Anicetus, perhaps it's not on topic, but your examples above reminded me of a problem I have - how is Camusov (from Albert Camus) pronounced in Croatian? Bosnian has the same spelling, but I'm not sure how I should pronounce it; writing Camus*ov* and pronouncing Kamij*ev* seems rather strange.


----------



## Anicetus

I don't know, maybe _Kamisov_? Liaison does occur in French... Or _Kamiov_? There are apparently many grey areas. There's staggering with feminine names ending in a silent -h too. _Sarah, Oprah_ and _Utah_ should be indeclinable, I guess, but they sound just like our a-nouns when read, so many people seem to say and write _Oprin, Opre_ etc.


----------



## Brainiac

In Serbian is Kamijev (Kamijeva filozofija apsurda)
Words ending in -h:Sarah, becomes Sara, and it could be declined (Sara, Sare, Sari....). 

In Croatian, the locative case goes before instrumental????

Wiki says:


Nominativ - _Tko? Što?_ (Postoji) 
Akuzativ - _Koga? Što?_ (Vidim) 
Genitiv - _Koga? Čega?_ (Nema) 
Dativ - _Komu? Čemu?_ (Prilazim) 
Lokativ - _O komu? O čemu?_ (Razmišljam) 
Instrumental - _S kim(e)? Čim(e)?_ (Putujem) 
Vokativ - _Oj! Ej! (dozivanje)_ 

I had no idea about this!!!!


----------



## Anicetus

Traditional order is N, G, D, A, V, L, I and that's the one I learned at school. The new order Wikipedia brings must be quite recent.


----------



## Brainiac

In Serbian, declinations of sako, Tokio and Milano are same.
Lee is Li (Bruce Lee is Brus Li), Boccaccio is Bokačo, Google is Gugl, Miami is Majami, all have their declination (the same endings as in Croatian, but the roots are different, as you see)
For Timbuktu I'm not sure, but I guess it the same too.
CD, CD-a, the same, but I think it's more correct to write the full name - kompakt disk, and then decline, not an abbreviation of a noun.


----------



## Arath

Thanks for the responses.


----------



## DenisBiH

Brainiac said:


> Google is Gugl




But wouldn't this mean that Serbian has syllabic -l-?

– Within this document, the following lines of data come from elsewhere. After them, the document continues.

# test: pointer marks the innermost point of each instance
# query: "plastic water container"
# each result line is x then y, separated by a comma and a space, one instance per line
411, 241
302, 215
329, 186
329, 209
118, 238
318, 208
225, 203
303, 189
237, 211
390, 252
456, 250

I remember someone suggesting on another forum that _mejl _(from e-mail) should be _mejao_.


----------



## Duya

But it does, albeit it's comparatively rare -- _bicikl, monokl_. It's quite common in transcription from English: _Aplbi, Bartlbi_ and yes, _Gugl_.


----------



## Brainiac

Gugl, gugluj ga, mejl, mejluj me, šibni mejl, potrči program, daunlouduj ga (skini ga).... lots of "Serbanized" Englished words


----------



## Sobakus

Yes, when it comes to loanwords, in Russian only feminine in -a and masculine with zero ending decline. Even neuter in -o/e and feminine in -ь don't, which annoys me. By the way, we treat the syllabic L as part of a consonant cluster.


----------



## Arath

Sobakus said:


> Yes, when it comes to loanwords, in Russian only feminine in -a and masculine with zero ending decline. Even neuter in -o/e and feminine in -ь don't, which annoys me.


 Do you have an alternative solution?


----------



## Sobakus

Arath said:


> Do you have an alternative solution?


 We try making the word a qualifier itself: певицу Бейонсе, города Майями (the orthography doesn't make sense, I know). Anyway we don't think of these words as having no cases, but as having all 6 of them identical. In our minds, отец Бейонсе is still Genetive. Бейонсин отец would be strictly colloquial.


----------